Will Delta go to court in that circumstance? Yes. “We have not done anything wrong,” Ireland says. “We have not defaulted on our contract. There is nothing in our contract which obliges us to perform euthanasia or have it provided on our premises.” However, seeking justice is expensive. “We could be on the right side of the law and the right side of history, but it will take $400 an hour to hire a lawyer to seek our remedy. Most not-for-profit organizations don’t have the luxury of standing up against Big Government, who have at their disposal seemingly unlimited legal resources.”

And what if all efforts at obtaining relief fail? While Ireland didn’t say it, one presumes that Delta would close the hospice rather than yield to the government’s orders to kill. Notably, the minister of health seems fine with that prospect.

Of course, this controversy isn’t really about Delta. British Columbia is sending a clarion message to all health-care providers: resistance to the euthanasia imperative is futile. Ireland understands the stakes. “We believe the nation is looking at our situation and [that it] will have a profound impact on other hospices. If the government can coerce us into killing our patients, they can force any hospice into doing it.”

The Delta coercion has ramifications far beyond the hospice sector. Canada is in the process of expanding health categories that qualify for doctor-administered death. Quebec just opened the door to allowing those with mental illness that is deemed “incurable” to receive euthanasia. The country also seems on the verge of requiring that a person diagnosed with progressive dementia be able to sign a legally binding written directive that she be killed when she becomes incapacitated. Also being seriously debated is the legalization of pediatric euthanasia, perhaps without parental permission in the case of “mature children.” Meanwhile, euthanasia and organ-harvesting have already been conjoined in the country — a utilitarian plum to society, celebrated and promoted in the media. If Delta can be compelled to board the euthanasia train, so too can psychiatric institutions, pediatric hospitals, nursing homes, memory-support facilities, and organ-transplant centers.

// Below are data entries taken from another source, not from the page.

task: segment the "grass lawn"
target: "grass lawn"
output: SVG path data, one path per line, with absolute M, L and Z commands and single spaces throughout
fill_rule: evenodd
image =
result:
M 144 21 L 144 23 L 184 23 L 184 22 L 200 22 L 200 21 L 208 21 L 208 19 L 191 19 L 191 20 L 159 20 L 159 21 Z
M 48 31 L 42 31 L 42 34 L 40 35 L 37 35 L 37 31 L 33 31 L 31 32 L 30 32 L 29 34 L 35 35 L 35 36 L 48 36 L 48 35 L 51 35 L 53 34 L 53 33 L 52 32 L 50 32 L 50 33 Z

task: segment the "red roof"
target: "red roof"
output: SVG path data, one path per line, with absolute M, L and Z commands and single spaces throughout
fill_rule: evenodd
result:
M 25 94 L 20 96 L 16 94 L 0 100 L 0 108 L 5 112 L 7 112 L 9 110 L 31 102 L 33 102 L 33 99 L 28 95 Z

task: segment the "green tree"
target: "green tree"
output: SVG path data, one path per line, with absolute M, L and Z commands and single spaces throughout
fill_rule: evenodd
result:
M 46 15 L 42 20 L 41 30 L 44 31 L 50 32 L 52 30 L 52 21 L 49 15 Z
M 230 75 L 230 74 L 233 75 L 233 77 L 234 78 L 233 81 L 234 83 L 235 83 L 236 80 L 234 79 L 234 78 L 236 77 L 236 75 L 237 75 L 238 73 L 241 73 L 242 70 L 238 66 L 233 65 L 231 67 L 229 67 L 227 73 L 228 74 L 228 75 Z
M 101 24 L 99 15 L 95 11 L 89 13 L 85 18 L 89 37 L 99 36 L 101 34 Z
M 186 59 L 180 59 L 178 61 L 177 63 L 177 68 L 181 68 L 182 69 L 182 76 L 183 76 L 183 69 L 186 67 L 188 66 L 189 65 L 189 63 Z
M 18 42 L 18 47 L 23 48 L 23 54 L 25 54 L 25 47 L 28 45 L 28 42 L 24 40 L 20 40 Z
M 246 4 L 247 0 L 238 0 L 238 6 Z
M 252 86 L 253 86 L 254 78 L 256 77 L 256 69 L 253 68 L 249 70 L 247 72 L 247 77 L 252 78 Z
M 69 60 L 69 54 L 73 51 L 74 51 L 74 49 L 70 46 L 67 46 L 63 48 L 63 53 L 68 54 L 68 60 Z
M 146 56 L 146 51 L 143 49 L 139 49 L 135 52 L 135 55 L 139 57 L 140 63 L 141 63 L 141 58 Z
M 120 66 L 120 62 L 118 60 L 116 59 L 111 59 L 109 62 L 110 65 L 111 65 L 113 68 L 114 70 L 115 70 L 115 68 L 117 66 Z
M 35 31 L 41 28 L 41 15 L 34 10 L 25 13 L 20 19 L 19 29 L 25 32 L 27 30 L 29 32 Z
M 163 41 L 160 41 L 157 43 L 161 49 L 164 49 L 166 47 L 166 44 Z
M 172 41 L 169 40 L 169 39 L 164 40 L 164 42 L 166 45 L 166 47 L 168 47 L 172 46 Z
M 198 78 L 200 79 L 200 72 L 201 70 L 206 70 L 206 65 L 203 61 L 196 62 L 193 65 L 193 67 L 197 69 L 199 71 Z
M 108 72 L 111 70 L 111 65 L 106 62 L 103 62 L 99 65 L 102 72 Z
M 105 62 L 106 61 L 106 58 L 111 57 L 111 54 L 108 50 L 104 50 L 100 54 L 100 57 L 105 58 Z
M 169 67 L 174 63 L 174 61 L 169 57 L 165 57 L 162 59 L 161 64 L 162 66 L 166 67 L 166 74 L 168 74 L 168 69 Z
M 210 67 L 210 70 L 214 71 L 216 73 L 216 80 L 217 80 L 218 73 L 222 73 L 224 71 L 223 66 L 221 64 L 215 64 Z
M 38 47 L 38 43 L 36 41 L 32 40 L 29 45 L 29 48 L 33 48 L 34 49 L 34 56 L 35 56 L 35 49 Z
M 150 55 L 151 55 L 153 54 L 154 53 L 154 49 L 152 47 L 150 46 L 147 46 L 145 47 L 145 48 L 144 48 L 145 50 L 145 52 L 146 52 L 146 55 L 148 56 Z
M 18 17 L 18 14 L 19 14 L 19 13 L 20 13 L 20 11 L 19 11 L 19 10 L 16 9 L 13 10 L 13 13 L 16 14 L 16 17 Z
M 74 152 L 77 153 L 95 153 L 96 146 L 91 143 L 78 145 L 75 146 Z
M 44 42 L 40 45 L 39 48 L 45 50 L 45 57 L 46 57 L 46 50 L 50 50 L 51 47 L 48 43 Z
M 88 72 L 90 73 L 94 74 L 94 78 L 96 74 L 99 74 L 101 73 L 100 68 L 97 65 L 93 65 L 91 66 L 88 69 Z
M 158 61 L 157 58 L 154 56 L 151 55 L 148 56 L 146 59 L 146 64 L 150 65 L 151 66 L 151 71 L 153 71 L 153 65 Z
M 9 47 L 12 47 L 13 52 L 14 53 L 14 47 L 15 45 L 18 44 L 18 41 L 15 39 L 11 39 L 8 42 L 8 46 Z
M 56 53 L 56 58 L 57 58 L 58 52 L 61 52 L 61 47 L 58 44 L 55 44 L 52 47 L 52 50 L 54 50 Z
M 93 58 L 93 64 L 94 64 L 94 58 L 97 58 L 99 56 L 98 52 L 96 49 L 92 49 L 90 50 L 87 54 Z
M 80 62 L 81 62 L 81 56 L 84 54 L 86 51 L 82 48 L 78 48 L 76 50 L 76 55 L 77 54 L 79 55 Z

And it isn’t just medical facilities that are feeling the heat. In Ontario, an ethics rule of the provincial medical association requires doctors to participate in euthanasia, by either doing the deed or finding a doctor who will. A court of appeals has ruled that the requirement is binding, even if it violates a doctor’s religious beliefs. If doctors don’t want to be complicit in euthanasia, the court sniffed, they should either find another career or restrict their practices to such fields as podiatry, in which they won’t be asked to administer death.

What can the United States learn from all this? First, single-payer health care — socialized medicine — allows the government to control the medical profession with an iron fist and harness the sector into advancing controversial social policies. Second, euthanasia is an aggressive social pathogen that brooks no dissent. Once a society widely accepts the underlying premise that killing is an acceptable answer to suffering, access to euthanasia eventually becomes a right that the government must guarantee at the expense of the freedom of conscience of medical practitioners. Finally, access to euthanasia comes to matter more than the ability to assure quality treatment, with the authorities willing to accept a brain drain from the health-care sector rather than allow conscientious objection.

Canada is our closest cultural cousin: We had better be careful, or the same thing could happen here. If we don’t want that, we should reject assisted suicide and focus our national energies on caring instead of killing.